Contro l’aborto e per la vita
Il 19 ottobre 1976 il Consiglio permanente Cei
- parla di «strumentalizzazione abortista seguita al caso di Seveso e alla presentazione alle Camere dei progetti di legge abortisti»;
- ribadisce con fermezza «l’inviolabilità della vita umana dal primo istante del concepimento e il dovere di accoglierla, difenderla e assisterla con amore e con ogni mezzo, da parte dei genitori e della comunità»;
- constata e deplora «la negativa azione intesa a indurre l’opinione pubblica all’accettazione dell’aborto terapeutico diretto, all’inclusione in esso di quello eugenico e all’apertura a quello sociale, con aberrazioni che si spingono a ipotizzare persino forme di pressione e di coazione nei confronti della donna e del medico»;
- richiama, «nonostante qualsiasi permissione proposta al pubblico giudizio, le esigenze supreme della legge di Dio, che nessuna legge umana, per nessun motivo, può contraddire»

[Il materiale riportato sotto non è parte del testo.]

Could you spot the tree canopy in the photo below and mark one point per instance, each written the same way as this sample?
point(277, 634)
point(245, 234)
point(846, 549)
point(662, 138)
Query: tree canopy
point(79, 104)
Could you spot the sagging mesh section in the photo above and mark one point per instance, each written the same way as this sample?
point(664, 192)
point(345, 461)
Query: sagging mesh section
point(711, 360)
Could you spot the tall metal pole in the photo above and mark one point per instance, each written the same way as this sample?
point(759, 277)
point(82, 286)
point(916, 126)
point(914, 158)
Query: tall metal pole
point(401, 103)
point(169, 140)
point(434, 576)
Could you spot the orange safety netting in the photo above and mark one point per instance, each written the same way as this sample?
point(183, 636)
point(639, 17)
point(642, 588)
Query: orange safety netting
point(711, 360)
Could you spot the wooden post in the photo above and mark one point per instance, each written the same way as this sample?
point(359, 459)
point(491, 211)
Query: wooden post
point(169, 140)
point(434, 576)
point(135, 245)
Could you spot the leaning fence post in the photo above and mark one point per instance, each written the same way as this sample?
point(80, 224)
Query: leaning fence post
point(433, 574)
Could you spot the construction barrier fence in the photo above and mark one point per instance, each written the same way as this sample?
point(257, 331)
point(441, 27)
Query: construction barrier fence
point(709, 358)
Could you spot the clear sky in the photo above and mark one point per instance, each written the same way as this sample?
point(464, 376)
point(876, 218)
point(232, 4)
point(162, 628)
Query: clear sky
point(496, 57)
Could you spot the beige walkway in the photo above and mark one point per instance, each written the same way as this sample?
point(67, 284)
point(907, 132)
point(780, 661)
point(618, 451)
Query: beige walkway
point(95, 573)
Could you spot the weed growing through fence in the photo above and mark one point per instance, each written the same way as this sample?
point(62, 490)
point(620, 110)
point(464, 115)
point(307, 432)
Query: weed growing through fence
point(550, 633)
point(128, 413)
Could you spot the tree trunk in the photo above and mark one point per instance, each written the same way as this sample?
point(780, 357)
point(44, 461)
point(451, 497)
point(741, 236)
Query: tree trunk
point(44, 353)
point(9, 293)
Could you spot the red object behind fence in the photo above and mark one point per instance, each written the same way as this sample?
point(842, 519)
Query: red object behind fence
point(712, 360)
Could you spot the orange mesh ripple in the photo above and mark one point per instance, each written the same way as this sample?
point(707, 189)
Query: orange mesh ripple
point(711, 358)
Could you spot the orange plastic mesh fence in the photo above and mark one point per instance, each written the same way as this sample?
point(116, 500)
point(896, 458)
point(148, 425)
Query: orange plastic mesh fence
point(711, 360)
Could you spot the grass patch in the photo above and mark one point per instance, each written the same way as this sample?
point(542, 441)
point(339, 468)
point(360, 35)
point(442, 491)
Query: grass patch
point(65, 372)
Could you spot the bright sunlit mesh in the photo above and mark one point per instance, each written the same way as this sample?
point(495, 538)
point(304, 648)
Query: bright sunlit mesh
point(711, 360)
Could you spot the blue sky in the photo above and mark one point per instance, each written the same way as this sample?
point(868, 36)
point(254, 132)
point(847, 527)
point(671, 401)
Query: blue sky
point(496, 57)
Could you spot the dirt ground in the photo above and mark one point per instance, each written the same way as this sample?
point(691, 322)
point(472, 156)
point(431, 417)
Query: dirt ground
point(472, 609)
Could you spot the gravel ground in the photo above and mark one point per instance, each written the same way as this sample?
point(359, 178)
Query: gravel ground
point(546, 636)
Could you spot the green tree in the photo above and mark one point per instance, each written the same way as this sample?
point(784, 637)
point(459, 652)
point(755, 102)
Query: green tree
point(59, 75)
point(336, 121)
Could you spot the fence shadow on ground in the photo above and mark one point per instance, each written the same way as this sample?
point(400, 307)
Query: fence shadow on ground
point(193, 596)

“Aborto abominevole delitto”
Nell’imminenza dell’approvazione della legge di aborto 194 il 22 maggio 1978, la presidenza Cei afferma: «Non ci si può illudere. L’aborto procurato è l’uccisione di un essere umano innocente e indifeso. È una scelta violenta che mette in gioco la vita di tante creature e travolge la coscienza morale dei genitori e dell’intera comunità».
La salvaguardia dell’esistenza dei più deboli e indifesi
L’episcopato riafferma: «Fondamento primo del vero bene comune, la legge di Dio esige la salvaguardia dell’esistenza dei più deboli e indifesi; stimola a studiare e promuovere le prevenzioni e le provvidenze per la salute della madre; chiede il genuino rispetto delle coscienze di tutti gli operatori sanitari; assicura l’autentica promozione dell’uomo e della società». L’assemblea Cei (22-26 maggio 1978), riprende la «Gaudium et spes» (7 dicembre 1965) del Concilio Vaticano II (1962-65): «La vita dell’uomo non è in potere dell’uomo ma solo di Dio. La vita umana, anche da parte di quanti si dicono non credenti, si difende, non si offende; si serve, non si opprime; si custodisce, non si distrugge.
La Giornata in difesa della vita
Di fronte alla legalizzazione dell’aborto che con tanta ostinazione è introdotto anche nel nostro Paese, la Chiesa non si rassegna». Il 23-26 ottobre 1978 il Consiglio permanente approva l’istituzione della «Giornata in difesa della vita», fissata ogni anno nella prima domenica di febbraio.